Read the article at it’s source here:
Sinking slowly through Belize’s turquoise sea, Giovanni Gonzalez has murder on his mind. The dive guide scans the reef, his dreadlocks moving like a sea creature. I see only the usual confetti of tropical fish, but I can tell that Gio has spotted a lionfish tucked into the coral.
He readies his spear, takes aim and fires. The impaled fish materializes in a cloud of silt, thrashing to free itself — or at least sink a poison-barbed fin into someone’s skin. No fool, Gio pulls out a pair of scissors and disarms the fish by snipping off its spiky fins. A squeamish vegetarian, I turn away and watch the fins drift like feathers toward the ocean floor.

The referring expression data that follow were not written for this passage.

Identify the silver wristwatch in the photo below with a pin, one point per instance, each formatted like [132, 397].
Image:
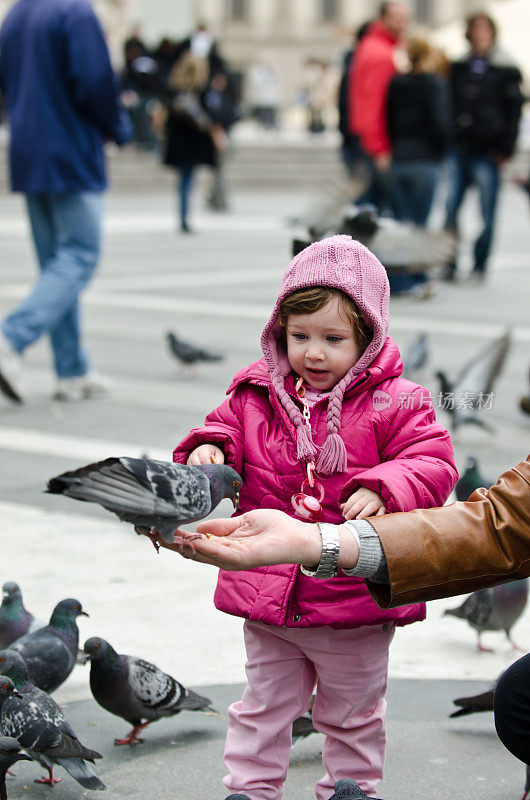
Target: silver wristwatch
[327, 567]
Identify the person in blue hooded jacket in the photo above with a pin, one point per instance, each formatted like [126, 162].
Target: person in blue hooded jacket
[62, 104]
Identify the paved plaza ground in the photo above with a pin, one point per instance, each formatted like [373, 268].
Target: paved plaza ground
[216, 289]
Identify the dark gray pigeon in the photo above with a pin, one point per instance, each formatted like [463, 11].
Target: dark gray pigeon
[50, 653]
[472, 705]
[470, 480]
[43, 740]
[524, 400]
[187, 353]
[12, 665]
[136, 690]
[469, 393]
[151, 494]
[15, 620]
[10, 753]
[347, 789]
[495, 609]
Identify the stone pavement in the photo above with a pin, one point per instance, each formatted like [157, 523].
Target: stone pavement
[216, 289]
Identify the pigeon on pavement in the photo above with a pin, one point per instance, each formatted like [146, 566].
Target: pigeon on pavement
[187, 353]
[471, 705]
[303, 726]
[472, 388]
[10, 753]
[50, 653]
[495, 609]
[12, 666]
[151, 494]
[136, 690]
[15, 620]
[347, 789]
[470, 480]
[44, 741]
[416, 356]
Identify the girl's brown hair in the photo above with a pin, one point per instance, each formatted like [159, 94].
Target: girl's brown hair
[313, 298]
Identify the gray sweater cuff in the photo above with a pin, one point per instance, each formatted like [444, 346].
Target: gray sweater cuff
[372, 561]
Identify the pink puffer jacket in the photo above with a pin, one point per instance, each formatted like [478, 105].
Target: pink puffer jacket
[394, 446]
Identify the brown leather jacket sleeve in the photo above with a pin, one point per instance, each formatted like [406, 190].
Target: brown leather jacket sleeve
[459, 548]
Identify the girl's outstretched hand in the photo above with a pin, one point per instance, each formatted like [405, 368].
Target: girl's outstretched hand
[258, 538]
[206, 454]
[363, 503]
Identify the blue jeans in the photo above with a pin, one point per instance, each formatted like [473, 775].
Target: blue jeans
[465, 171]
[66, 231]
[411, 186]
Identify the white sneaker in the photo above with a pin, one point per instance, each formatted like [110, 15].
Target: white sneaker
[10, 370]
[86, 387]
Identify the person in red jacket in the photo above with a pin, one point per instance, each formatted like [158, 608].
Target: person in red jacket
[371, 71]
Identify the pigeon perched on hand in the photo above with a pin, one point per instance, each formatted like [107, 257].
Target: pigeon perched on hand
[495, 609]
[15, 620]
[470, 480]
[188, 354]
[24, 721]
[50, 653]
[151, 494]
[471, 390]
[10, 753]
[136, 690]
[12, 666]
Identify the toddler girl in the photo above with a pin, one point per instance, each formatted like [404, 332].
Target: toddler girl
[323, 427]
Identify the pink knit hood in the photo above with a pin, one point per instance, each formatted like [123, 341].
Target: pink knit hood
[338, 262]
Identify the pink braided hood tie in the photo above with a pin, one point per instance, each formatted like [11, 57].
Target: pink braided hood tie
[338, 262]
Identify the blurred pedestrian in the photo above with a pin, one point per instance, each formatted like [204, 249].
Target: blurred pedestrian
[223, 114]
[486, 101]
[263, 90]
[350, 148]
[371, 71]
[62, 103]
[140, 86]
[419, 128]
[188, 130]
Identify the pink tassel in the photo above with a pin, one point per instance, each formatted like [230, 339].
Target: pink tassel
[332, 457]
[305, 449]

(Gene Thorp/The Washington Post)
Gio is clearly having a lot of fun, but he’s also ridding the reef of a dangerous invader. Native to the Indian and Pacific oceans, lionfish were released into the Atlantic in the 1980s — most likely by Florida aquarium owners who tired of feeding the voracious creatures. Since then, these orange-and red-striped devils have colonized coastal waters from Rhode Island to South America, devastating local fish populations wherever they go.
In Belize, they’re making a meal of the tropical fish that tourists like me fly hundreds of miles to see. So, to protect the marine ecosystem and their own livelihoods, fishermen and dive professionals began hunting lionfish in 2002, Gio tells me once we’re back on the boat. “There was a bounty then,” he says. “Fifty dollars a fish.” Even with a price on their heads, the lionfish continued their invasion. “We need tourists to spear lionfish, and we really need people to start eating them,” Gio says.
When I’d booked my ticket to Belize, hunting and eating poisonous fish hadn’t been on the top of my to-do list. My plan was to laze around on a quiet beach with a frozen drink and take a leisurely look at the undersea scenery. Topside in Belize, I found plenty of laid-back charm. But beneath the ocean’s surface, I discovered a world of fearsome creatures engaged in a fierce battle for survival — and I got pulled into the melee myself.